[о]:
– Как же. Но он что-то скоро уехал.
– Он славный малый, – продолжал Облонский. – Не правда ли?
– Я не знаю, – отвечал Вронский, – отчего это во всех москвичах, разумеется исключая тех, с кем говорю, – шутливо вставил он, – есть что-то резкое. Что-то они всё на дыбы становятся, сердятся, как будто всё хотят дать почувствовать что-то…
– Есть это, правда, есть… – весело смеясь, сказал Степан Аркадьич.
(Небольшое отступление от темы. В XIX веке москвичи испытывали своеобразный культурный комплекс перед, выражаясь языком Пушкина, «пышным» и «горделивым» Петербургом, столицей империи. Сегодня ситуация поменялась. Теперь уже петербуржцы «всё хотят дать почувствовать что-то» москвичам.)
Вронский и здесь прав. Но в обоих эпизодах симпатизируешь почему-то Левину, а не Вронскому. Левин – живой. Неловкий, неприкаянный и часто неприятный, как все слишком сложные и «умственные» натуры. Такие не нравятся девушкам.

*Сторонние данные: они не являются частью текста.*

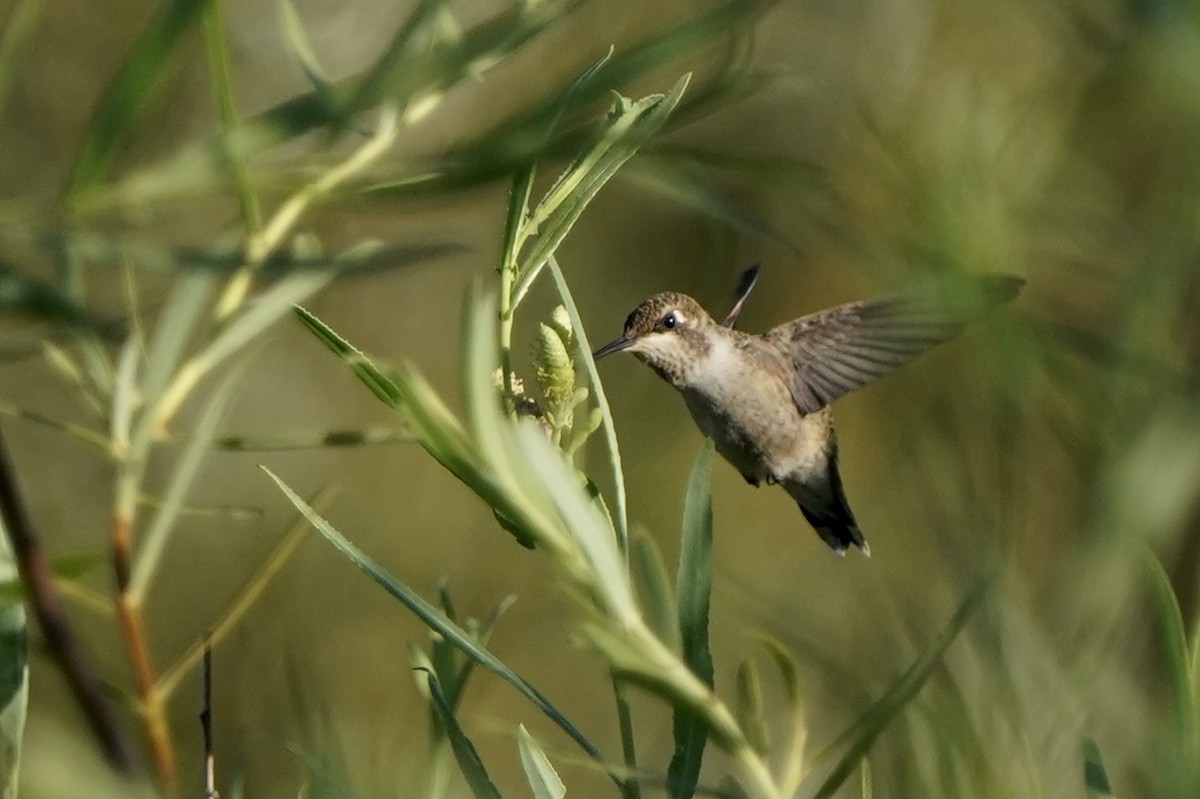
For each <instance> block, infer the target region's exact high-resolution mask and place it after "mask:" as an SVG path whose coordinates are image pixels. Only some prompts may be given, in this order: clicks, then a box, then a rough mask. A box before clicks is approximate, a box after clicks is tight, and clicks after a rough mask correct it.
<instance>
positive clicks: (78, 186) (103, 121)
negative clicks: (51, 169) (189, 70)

«Все вы Левины – дикие», – шутя говорит Левину Стива в ресторане. О «дикости» толстовской породы любили шутить в семье Толстых. И даже в своей религиозной тетушке Александре Андреевне Толстой Лев Николаевич находил эту родовую черту характера. «В вас есть общая нам толстовская дикость», – писал он ей.
Молодой Толстой похож на Левина. Такой же упрямый, вспыльчивый и прекословный. Свои отношения с Тургеневым чуть не довел до дуэли в 1861 году, а потом злился на него целых двадцать лет вплоть до их примирения в 1881-м. Разорвал отношения с журналом «Современник», где его впервые напечатал Некрасов, по сути, устроивший его литературную судьбу.
В апреле 1857 года Тургенев писал П.В.Анненкову из Парижа, где общался с Толстым: «…странный он человек, я таких не встречал и не совсем его понимаю. Смесь поэта, кальвиниста, фанатика, барича – что-то напоминающее Руссо, но честнее Руссо – высоконравственное и в то же время несимпатическое существо».
Как и Левин, Толстой страдал от своей «несимпатичности» и завидовал легкому характеру брата Сергея и основательности брата Николая. Левин, несомненно, слегка завидует сводному брату Сергею Кознышеву – человеку основательному и уверенному в себе. Но завидует ли он Вронскому? Если это допустить, то многое встанет на свои места. Во Вронском есть то, чего нет в Левине, но что сближает его с Сергеем Толстым – «непосредственность эгоизма». Вронский не рассуждает, не занимается самокопанием. Он действует. И он всегда поступает так, как считает правильным, исходя из собственных представлений о чести и порядочности. А то, что эти представления могут не совпадать с мнением других людей, его не беспокоит.